At Wingate Primary School, reading is at the heart of our curriculum. We believe that reading is a vital life skill that supports children’s learning across the whole curriculum.  High quality phonics teaching is at the heart of early education, securing the crucial skills of word recognition that, once mastered, enable children to read fluently and automatically. Once children are fluent readers, they are able to concentrate on the meaning of the text and make the shift between learning to read and reading to learn.

By immersing our children in quality texts, we strive to ensure that our children are fluent readers with excellent comprehension skills. We provide a curriculum which is language rich in order to open doors for our children’s futures.  It is our intention to ensure that by the end of their primary education, all pupils are able to read fluently, and with confidence, in any subject. We therefore encourage all pupils to read widely across fiction, non-fiction and poetry to develop knowledge of themselves and the world in which they live, to gain knowledge across the curriculum and to instil a love of reading and promote lifelong learning.

The systematic teaching of phonics has a high priority throughout Reception and Key Stage 1. At Wingate Primary School we follow the Bug Club Phonics programme to teach phonics. We aim to ensure that all children are fluent readers by the time they leave KS1 and have a love and enjoyment of reading. All adults in school have attended training on the delivery of Bug Club Phonics. Our reading scheme in Reception and Year One is entirely decodable using the Bug Club scheme. Bug Club Phonics is a comprehensive phonics teaching programme centred around an accessible and inclusive teaching approach. It is designed to build children’s confidence and enjoyment of reading at the very start of their reading journey.

The Bug Club Phonics teaching programme follows this structure.

 

Children are taught within their class and any additional support required is delivered in small groups. Within Early Years and Key Stage 1 classes, phonics is taught discreetly in a daily session that lasts up to one hour. Children then apply their new skills when reading books from the Bug Club scheme which match the letters and sounds that they have previously learnt.

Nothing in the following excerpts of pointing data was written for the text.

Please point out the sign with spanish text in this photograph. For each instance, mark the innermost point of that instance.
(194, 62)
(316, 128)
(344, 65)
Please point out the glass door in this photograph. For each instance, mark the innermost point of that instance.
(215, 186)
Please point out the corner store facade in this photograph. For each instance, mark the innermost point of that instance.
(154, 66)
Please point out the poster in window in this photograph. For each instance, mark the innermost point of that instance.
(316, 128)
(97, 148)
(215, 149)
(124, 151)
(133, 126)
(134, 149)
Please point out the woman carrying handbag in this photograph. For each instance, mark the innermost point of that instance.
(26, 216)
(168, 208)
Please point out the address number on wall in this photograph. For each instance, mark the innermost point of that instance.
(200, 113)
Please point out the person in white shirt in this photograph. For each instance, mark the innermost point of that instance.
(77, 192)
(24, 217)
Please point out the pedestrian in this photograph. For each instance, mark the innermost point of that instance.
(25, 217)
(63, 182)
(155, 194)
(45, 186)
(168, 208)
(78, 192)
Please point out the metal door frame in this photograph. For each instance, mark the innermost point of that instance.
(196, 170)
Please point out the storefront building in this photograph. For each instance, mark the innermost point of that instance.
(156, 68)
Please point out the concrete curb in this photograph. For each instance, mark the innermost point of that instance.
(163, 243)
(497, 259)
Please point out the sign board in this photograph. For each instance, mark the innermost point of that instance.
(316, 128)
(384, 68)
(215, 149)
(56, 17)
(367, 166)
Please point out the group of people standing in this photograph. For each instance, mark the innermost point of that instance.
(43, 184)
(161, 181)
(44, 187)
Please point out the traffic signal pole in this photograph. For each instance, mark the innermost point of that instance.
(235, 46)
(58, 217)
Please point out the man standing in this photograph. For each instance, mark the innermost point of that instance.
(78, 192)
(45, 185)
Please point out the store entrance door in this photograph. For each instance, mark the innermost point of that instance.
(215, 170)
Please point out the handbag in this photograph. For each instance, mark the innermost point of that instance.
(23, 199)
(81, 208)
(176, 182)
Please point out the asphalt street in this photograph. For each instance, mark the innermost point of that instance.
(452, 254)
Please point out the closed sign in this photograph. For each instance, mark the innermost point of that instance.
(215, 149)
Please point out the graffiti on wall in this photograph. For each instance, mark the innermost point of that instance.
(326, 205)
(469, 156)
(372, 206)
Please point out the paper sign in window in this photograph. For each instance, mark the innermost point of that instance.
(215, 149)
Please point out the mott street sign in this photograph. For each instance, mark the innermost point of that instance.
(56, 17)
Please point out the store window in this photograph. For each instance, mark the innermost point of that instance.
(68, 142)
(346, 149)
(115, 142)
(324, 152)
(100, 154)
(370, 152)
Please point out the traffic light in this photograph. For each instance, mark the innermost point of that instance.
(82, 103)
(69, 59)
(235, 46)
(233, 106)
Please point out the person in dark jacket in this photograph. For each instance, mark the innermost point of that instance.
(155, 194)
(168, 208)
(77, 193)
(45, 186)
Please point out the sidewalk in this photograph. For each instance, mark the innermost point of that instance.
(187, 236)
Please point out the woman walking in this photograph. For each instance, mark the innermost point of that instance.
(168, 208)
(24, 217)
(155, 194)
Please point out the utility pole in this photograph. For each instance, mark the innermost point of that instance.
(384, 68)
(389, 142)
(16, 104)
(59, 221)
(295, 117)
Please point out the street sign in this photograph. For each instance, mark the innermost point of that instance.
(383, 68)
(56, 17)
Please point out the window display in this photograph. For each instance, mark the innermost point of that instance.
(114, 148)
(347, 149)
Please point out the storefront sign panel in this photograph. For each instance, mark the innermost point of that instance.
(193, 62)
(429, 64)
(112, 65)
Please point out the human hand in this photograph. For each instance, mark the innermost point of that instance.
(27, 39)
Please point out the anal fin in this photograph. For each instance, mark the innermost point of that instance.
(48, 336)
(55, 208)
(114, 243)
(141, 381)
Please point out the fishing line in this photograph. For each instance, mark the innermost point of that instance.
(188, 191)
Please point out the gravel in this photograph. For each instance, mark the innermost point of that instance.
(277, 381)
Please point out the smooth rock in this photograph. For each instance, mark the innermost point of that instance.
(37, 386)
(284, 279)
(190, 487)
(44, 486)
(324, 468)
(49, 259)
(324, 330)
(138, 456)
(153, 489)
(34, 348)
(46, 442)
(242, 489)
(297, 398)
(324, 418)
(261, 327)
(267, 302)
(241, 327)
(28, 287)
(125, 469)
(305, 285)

Teachers draw upon observations and continuous assessment to ensure children are challenged and to identify children who may need additional support. Timely intervention is planned for those children who are working below expected levels as soon as their needs are identified.

In Year One, children build upon the phonic knowledge acquired in Early Years and further develop their segmenting and blending of more complex words based on their reading ability.  When children move beyond Phase 5 phonics and a predominantly phonics approach to reading, then children are taught a broader range of reading skills to develop their understanding of the texts they read. Throughout Key Stage Two the teaching of phonics will continue as deemed necessary and in line with each child’s stage of development, with the expectation that all children will become fluent readers secure in word building and recognition skills.

All children are encouraged to read at home with an adult on a regular basis. Children have access to books matched to their phonic/reading ability until children become fluent readers. Through the engaging online reading world, which strengthens home school links, children can also access allocated, levelled Bug Club eBooks online to read both at school and at home. Children in Reception take Phonics homework home each week linked to the sounds they have learned in class to practise the recognition and writing of the letter and its sound.

Consistency of time and resources are applied effectively to support the teaching of daily phonics. The discrete teaching of phonics and reading has become a natural and everyday part of every aspect of the curriculum.